Healthspan November 17, 2017

A stress-free Christmas is surely every pet owner’s dream and while this may not be 100% possible due to pets’ unpredictable behaviour, it’s sure worth a try.

Staying at home?

Over the festive period, it’s easy to let routines slide as the weather gets colder and social events seem to happen every weekend; there’s also the great temptation to just curl up and have duvet day with your pet. However in all the excitement, it’s important to maintain their usual routine, whether that’s their usual feeding times or for dogs, their daily walks. If the colder, wet weather is not enticing either of you out, invest in a jumper or coat for your dog and remember to wear reflective clothing and lights to be seen.

Travelling?

Travelling with a pet can be a stressful experience, especially if they are of a nervous disposition or get car sick.

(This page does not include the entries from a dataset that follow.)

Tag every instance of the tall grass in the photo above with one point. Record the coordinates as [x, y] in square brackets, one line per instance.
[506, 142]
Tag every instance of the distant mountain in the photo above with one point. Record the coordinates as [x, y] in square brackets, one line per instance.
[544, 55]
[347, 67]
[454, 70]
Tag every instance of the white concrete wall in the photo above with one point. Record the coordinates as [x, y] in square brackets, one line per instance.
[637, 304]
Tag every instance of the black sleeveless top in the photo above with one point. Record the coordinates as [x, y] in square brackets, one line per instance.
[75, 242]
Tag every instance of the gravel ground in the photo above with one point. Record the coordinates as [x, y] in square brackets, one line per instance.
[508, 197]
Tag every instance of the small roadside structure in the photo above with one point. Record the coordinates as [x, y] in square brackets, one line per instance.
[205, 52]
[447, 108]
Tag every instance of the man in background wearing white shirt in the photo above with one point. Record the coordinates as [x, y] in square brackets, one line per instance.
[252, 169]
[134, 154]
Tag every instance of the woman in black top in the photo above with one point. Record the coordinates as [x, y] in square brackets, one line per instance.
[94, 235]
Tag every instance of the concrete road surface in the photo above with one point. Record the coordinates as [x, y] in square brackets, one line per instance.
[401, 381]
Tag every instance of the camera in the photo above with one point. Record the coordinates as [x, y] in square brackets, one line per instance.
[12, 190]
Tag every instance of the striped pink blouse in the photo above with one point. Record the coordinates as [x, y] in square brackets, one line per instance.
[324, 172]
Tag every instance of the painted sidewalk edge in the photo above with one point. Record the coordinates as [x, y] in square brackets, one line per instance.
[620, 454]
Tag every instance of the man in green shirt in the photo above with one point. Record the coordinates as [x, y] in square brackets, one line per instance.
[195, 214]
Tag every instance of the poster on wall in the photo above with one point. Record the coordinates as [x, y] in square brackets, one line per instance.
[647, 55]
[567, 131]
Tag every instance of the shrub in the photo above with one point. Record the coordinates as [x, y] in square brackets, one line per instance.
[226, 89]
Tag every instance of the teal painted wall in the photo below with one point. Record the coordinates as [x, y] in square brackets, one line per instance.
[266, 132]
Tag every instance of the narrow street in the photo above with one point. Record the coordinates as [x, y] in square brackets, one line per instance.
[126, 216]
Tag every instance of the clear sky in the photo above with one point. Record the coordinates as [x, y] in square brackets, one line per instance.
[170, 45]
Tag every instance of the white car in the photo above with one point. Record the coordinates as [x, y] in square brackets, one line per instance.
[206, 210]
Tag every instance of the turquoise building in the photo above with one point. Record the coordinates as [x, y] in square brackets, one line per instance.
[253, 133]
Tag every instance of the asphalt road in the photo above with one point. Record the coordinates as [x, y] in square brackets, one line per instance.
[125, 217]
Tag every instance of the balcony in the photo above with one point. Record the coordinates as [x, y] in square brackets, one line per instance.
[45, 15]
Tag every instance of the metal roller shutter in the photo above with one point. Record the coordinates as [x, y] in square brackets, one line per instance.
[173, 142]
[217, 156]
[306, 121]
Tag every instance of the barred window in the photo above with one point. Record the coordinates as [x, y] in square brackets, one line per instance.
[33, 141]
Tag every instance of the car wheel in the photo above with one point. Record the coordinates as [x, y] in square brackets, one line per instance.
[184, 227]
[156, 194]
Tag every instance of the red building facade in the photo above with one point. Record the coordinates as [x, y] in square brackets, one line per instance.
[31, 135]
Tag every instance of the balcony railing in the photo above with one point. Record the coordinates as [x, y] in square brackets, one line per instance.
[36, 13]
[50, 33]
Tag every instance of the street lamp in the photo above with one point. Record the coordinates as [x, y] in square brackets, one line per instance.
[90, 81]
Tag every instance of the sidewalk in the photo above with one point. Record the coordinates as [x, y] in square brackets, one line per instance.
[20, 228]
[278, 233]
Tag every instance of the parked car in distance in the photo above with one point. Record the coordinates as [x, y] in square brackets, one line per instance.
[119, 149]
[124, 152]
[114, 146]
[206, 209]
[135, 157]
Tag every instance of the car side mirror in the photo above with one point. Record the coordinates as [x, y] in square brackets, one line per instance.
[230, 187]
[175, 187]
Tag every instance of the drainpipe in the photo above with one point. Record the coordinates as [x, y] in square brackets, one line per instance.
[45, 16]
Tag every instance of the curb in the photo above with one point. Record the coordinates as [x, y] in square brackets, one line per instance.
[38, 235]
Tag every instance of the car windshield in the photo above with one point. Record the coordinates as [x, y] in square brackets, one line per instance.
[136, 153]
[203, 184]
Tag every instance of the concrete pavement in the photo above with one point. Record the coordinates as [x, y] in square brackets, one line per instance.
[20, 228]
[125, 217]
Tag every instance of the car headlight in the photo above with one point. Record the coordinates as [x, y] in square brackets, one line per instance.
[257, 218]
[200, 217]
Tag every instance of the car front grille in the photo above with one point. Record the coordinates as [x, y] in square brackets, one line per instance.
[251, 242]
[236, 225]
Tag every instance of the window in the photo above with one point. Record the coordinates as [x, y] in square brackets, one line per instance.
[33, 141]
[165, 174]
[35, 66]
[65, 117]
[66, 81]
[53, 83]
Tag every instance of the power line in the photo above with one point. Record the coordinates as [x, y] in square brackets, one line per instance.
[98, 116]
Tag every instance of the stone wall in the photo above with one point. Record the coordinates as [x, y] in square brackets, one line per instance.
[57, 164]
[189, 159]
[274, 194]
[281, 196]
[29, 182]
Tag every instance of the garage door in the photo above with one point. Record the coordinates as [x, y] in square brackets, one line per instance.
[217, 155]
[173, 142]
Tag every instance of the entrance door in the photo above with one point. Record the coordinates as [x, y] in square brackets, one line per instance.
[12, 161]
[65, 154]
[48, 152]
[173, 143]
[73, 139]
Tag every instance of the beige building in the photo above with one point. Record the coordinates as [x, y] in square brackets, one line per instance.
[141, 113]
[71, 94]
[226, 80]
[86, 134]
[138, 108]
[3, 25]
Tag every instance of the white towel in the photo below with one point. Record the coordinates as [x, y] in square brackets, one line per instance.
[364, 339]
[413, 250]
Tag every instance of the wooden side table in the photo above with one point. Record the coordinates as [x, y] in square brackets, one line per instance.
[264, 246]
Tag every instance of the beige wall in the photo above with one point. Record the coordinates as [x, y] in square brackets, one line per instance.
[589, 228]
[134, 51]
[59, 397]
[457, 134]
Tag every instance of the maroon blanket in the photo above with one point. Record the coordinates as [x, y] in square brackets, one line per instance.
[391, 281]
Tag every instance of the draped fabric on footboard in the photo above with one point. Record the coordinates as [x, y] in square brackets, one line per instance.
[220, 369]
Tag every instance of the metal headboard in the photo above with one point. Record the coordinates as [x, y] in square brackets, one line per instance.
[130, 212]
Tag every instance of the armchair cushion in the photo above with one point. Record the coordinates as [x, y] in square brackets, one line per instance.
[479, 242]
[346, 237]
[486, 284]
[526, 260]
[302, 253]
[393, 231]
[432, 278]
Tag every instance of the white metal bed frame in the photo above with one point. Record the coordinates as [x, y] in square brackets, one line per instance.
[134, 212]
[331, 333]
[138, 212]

Christmas time can often mean travelling to visit loved ones or perhaps a winter break at a pet-friendly hotel, either way preparation is crucial so be sure to do short practice runs in the car if they have never experienced travel before. Invest in a comfortable and spacious crate for your cat and dog and practice coaxing them in in the lead up to the journey. Make sure you take along their favourite toys, a water bowl and a warm blanket. If your journey is likely to be longer than 2 hours, make sure you take regular toilet and stretch breaks. If your dog seems really anxious, consider a calming supplement to relax them during the trip.

Once you arrive at your destination, whether it’s a relative’s home or a hotel, let them slowly adjust to their new surroundings. Guide them around the house room by room and let them take in the new smells and sounds. If possible create a private, quiet and comfortable space for them with their own bedding and toys to make them feel safe and secure.

A few extra tips

Gifts: some 70% of dogs get Christmas gifts from their owners¹ and we’re sure cats aren’t left out either! There are so many pet gifts out there but not all of them are safe, so remember to:

  • Take tags off any toys if you are planning on wrapping them
  • Remove glued-on or protruding eyes or noses on toy mice, for example
  • Avoid toys with strings or ribbons are these may be ingested.
  • Steer away from toys stuffed with beads or beans as these can be a choking hazard.
  • For dogs, opt for larger balls rather than ones that are too small and could be easily swallowed.

Outfits: Instagram may be full of cute-looking dressed up pets at this time of year but are they really happy about it? If you do want to dress up your pet this Christmas, remember the following:

  • Don’t choose costumes that are too big or too small and opt for high quality ones rather than cheap, scratchy materials
  • Avoid outfits with loose bells, string or baubles as they could pose a choking threat
  • If your pet is trying to shake it off or is constantly pawing at it, it’s a sign to take it off.

Dinner: many human foods can be harmful to pets but that doesn’t necessarily mean they should miss out on a little extra on the big day itself. Why not try:

  • Whipping them up their own special, pet-friendly dinner or if they usually have tuna or beef why not try some turkey-flavoured pet food?
  • Making some pet-friendly treats to hide in their new toys or around the house?

References
1 Vetsnow, (2018), 21 Christmas staples you shouldn’t let your dog near (infographic).